That’s when bosses size up – and pass judgement on – a candidate before a word has been spoken.
But a decent suit isn’t just about outward appearances. A sharply-dressed man can be transformed into a jobseeker at the top of his game.
Clothes maketh the man, or put another way, The Suit Works.
That’s the name of the charity Vanda Kewley established to help unemployed men get suited and booted for interview.
It accepts donations of decent threads and once she has weaved her magic, her clients stride out, cloaked in confidence.
For, along with her eye for couture, she also has a way with words.
Duncan Miller, aged 64, was offered a job after a Suit Works makeover.
He said: “It was a top-of-the-range outfit that included a jacket, trousers, shirt, belt, shoes and cuff links. I got loads of compliments and felt great before the interview. Vanda was really encouraging and when I went in I really felt the part.

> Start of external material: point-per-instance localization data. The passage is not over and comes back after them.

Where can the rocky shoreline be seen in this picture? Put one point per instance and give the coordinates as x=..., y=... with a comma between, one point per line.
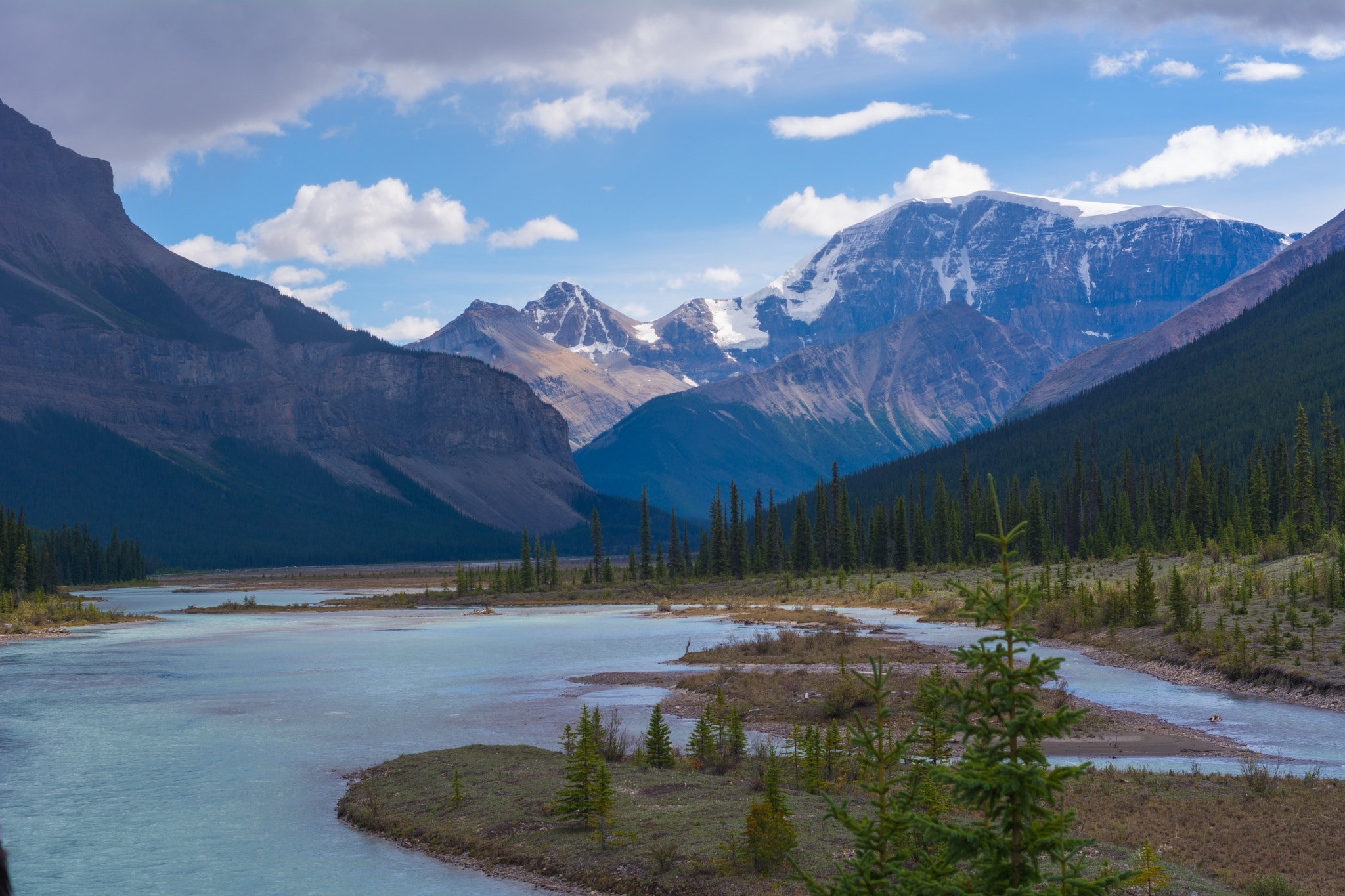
x=1184, y=675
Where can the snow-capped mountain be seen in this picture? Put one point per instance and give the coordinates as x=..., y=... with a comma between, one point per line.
x=592, y=389
x=1072, y=274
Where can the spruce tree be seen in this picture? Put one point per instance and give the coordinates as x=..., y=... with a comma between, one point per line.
x=658, y=740
x=718, y=536
x=646, y=555
x=900, y=540
x=821, y=527
x=1178, y=602
x=1002, y=775
x=802, y=539
x=577, y=800
x=1304, y=507
x=738, y=534
x=775, y=559
x=525, y=565
x=596, y=535
x=676, y=562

“It’s an amazing organisation and she’s a fantastic woman.”
Vanda said: “I stand them in front of a mirror in a beautiful suit that fits really well and it has a big impact.

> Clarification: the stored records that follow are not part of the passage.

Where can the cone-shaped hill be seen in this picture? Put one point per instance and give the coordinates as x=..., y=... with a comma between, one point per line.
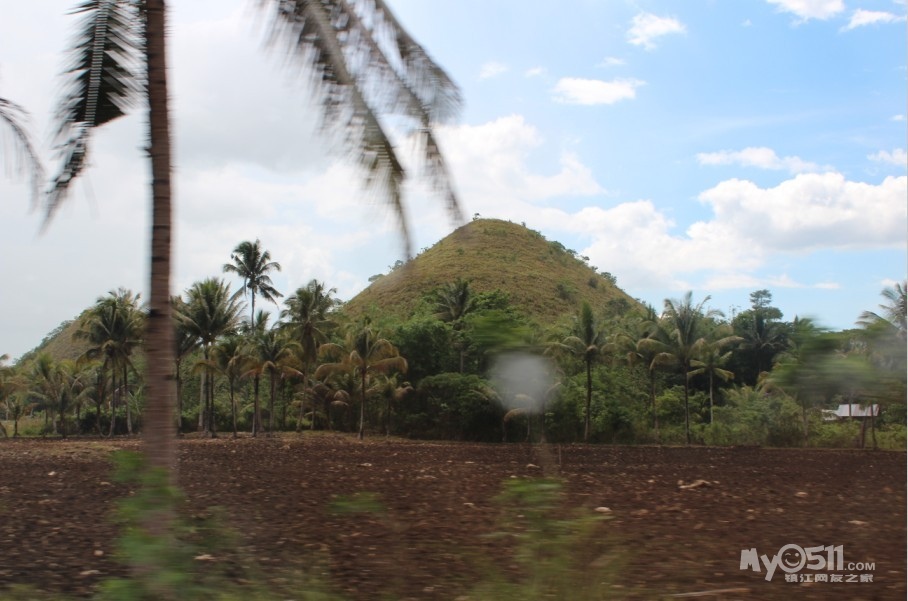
x=542, y=278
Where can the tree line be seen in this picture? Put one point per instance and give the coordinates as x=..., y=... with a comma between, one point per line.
x=685, y=374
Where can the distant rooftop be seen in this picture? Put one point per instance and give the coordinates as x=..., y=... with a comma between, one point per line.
x=857, y=410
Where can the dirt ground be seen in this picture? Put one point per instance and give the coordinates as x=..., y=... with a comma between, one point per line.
x=428, y=533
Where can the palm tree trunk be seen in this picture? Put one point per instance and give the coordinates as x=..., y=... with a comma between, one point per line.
x=362, y=410
x=687, y=403
x=710, y=397
x=233, y=408
x=100, y=400
x=203, y=403
x=160, y=443
x=126, y=401
x=652, y=391
x=256, y=417
x=179, y=386
x=113, y=402
x=271, y=405
x=589, y=401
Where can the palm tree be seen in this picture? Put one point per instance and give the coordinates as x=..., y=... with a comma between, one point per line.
x=230, y=359
x=643, y=341
x=307, y=316
x=894, y=313
x=45, y=376
x=588, y=342
x=14, y=117
x=113, y=330
x=393, y=391
x=253, y=264
x=357, y=80
x=273, y=354
x=453, y=302
x=364, y=354
x=711, y=357
x=686, y=325
x=185, y=341
x=209, y=313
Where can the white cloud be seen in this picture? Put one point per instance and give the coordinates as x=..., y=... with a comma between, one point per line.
x=896, y=157
x=492, y=69
x=749, y=226
x=573, y=90
x=646, y=27
x=810, y=9
x=810, y=211
x=490, y=164
x=862, y=18
x=612, y=61
x=761, y=157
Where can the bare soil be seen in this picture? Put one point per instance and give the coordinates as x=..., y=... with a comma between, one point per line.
x=428, y=537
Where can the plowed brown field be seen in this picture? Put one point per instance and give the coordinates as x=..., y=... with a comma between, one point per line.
x=430, y=538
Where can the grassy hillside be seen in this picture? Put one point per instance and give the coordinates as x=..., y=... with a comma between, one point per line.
x=59, y=343
x=543, y=279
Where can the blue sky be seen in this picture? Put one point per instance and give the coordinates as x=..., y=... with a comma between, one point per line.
x=717, y=146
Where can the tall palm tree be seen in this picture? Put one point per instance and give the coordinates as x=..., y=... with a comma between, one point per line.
x=113, y=329
x=273, y=354
x=894, y=313
x=231, y=360
x=13, y=117
x=185, y=341
x=253, y=264
x=642, y=341
x=453, y=302
x=587, y=342
x=364, y=354
x=120, y=57
x=712, y=356
x=46, y=386
x=307, y=317
x=210, y=311
x=686, y=324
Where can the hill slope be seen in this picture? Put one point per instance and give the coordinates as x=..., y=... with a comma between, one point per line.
x=59, y=343
x=543, y=279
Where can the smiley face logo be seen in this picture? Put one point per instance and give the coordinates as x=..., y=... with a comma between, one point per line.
x=791, y=558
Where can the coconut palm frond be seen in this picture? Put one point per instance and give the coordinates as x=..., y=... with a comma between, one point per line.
x=27, y=161
x=104, y=81
x=364, y=66
x=513, y=414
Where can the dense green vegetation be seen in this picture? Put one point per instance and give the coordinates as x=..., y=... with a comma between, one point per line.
x=418, y=359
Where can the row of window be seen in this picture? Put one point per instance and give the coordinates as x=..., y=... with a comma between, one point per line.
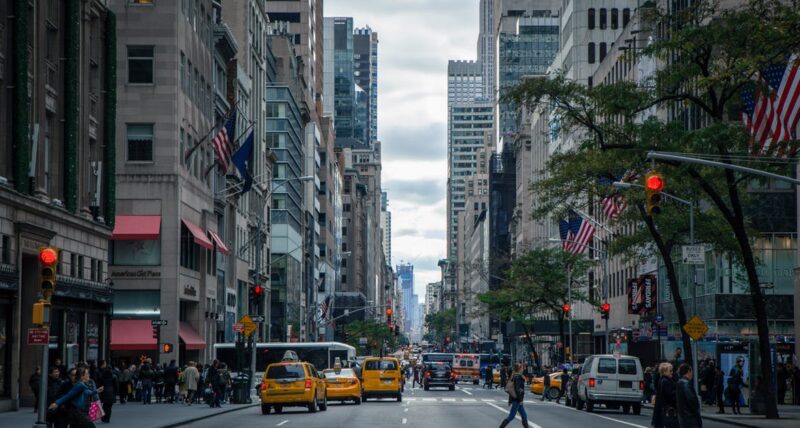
x=604, y=21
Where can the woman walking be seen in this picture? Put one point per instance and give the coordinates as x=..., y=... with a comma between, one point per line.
x=79, y=398
x=665, y=411
x=516, y=393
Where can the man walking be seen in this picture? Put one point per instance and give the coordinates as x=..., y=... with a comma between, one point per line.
x=686, y=397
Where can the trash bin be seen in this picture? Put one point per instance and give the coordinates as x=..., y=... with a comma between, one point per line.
x=241, y=391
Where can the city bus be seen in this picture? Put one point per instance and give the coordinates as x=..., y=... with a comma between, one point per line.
x=321, y=354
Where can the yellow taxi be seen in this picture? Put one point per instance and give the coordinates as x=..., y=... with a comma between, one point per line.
x=292, y=383
x=380, y=378
x=342, y=384
x=537, y=386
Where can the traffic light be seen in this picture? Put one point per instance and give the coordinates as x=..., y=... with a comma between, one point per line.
x=605, y=309
x=48, y=259
x=653, y=185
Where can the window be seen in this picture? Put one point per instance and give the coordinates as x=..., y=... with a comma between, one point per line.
x=607, y=366
x=140, y=142
x=627, y=366
x=140, y=64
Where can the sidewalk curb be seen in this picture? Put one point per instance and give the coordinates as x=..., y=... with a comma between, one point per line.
x=200, y=418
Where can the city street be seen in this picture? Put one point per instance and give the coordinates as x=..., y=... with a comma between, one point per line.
x=466, y=407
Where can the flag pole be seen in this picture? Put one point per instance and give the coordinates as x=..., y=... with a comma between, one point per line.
x=197, y=145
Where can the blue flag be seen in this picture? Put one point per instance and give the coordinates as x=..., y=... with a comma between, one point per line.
x=243, y=158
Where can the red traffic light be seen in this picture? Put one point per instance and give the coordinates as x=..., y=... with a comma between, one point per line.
x=654, y=182
x=48, y=256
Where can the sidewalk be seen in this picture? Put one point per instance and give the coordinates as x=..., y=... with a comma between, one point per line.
x=790, y=417
x=136, y=415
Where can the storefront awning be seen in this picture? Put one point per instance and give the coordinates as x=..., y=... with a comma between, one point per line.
x=136, y=227
x=221, y=247
x=190, y=338
x=132, y=335
x=198, y=234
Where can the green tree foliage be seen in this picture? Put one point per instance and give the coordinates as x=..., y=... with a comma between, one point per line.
x=376, y=333
x=536, y=286
x=707, y=56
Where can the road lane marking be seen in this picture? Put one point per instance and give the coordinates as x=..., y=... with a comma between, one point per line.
x=519, y=418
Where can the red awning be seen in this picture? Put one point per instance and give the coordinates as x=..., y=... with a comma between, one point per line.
x=199, y=236
x=136, y=227
x=132, y=335
x=220, y=245
x=190, y=338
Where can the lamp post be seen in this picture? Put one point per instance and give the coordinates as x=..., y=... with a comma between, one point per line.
x=625, y=185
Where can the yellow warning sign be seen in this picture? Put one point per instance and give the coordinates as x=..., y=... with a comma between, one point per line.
x=696, y=328
x=248, y=324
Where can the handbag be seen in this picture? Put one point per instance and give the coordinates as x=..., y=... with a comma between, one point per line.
x=96, y=411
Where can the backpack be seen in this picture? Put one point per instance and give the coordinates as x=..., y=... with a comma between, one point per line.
x=511, y=389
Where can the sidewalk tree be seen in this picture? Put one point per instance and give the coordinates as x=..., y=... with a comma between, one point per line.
x=707, y=56
x=536, y=285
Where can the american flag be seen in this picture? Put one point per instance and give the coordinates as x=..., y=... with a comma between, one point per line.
x=771, y=108
x=223, y=143
x=582, y=232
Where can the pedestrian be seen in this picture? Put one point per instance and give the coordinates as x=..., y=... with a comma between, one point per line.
x=564, y=383
x=665, y=411
x=516, y=393
x=33, y=382
x=170, y=380
x=190, y=378
x=54, y=383
x=781, y=376
x=110, y=383
x=735, y=384
x=146, y=378
x=719, y=389
x=546, y=381
x=79, y=398
x=686, y=398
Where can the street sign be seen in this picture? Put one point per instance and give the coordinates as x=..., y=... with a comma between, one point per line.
x=38, y=336
x=693, y=254
x=696, y=328
x=248, y=325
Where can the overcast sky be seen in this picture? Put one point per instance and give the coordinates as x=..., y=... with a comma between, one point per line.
x=416, y=38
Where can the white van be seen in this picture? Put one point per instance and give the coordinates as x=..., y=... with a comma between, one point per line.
x=613, y=380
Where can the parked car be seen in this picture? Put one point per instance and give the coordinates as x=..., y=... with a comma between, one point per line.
x=611, y=380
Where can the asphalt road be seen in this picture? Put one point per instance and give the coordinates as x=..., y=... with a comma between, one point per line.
x=466, y=407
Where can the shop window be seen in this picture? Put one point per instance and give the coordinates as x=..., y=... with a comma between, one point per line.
x=140, y=64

“They see themselves in a different light, many have never worn a suit before and they can now tell a different story about themselves – they just stand a bit taller.”
Vanda’s background is in charity finance and admin. She retrained as an image consultant in 2002. But due to the financial crash she says there was little demand for her services. And she always had an urge to help others.
Two weeks volunteering at London charity Suit and Booted changed her life forever.
She said: “I was blown away. It was the perfect blend of image and altruism, helping people using my skills and talents.”
Her determination to replicate the model took her all the way to Sheffield Soup – a pitching contest for start-ups.
And when she won, the £620 prize gave her the funds to launch. Today, the charity is based in the New Mesters complex, at 53 Mowbray St, Sheffield.
In its first year, The Suit Works had 73 clients, last year it had 120. Some 55 per cent get a job within six weeks.
Men are referred by a host of organisations that work with the unemployed.
Donations come from ‘suit drives’ at companies and firms in the clothing business. Sheffield dry cleaning company Goodman Sparks cleans all donations free.
Other organisations have helped with accommodation and finance, including the South Yorkshire Community Foundation which receives grants from companies including Sheffield casting company William Cook.
James Newman, chairman of South Yorkshire’s Community Foundation, said: “Having the support of local businesses like William Cook enables us to deliver more grant funding to the people and community groups in South Yorkshire, who need it most.
“William Cook’s recent funding to the Suit Works and many other charitable groups shows how diverse the needs and issues are in our region.”
William Cook chairman Sir Andrew Cook said: “I have been fortunate in being able to build up a successful company almost from scratch to support the employment and wellbeing of more than 600 people and their families in Yorkshire and the North East.
“We must never forget those less fortunate and I encourage other successful business people to support the work of South Yorkshire’s Community Foundation. It is tragedy when people become trapped in poverty and homelessness and they need help and work to get out of their difficulties.”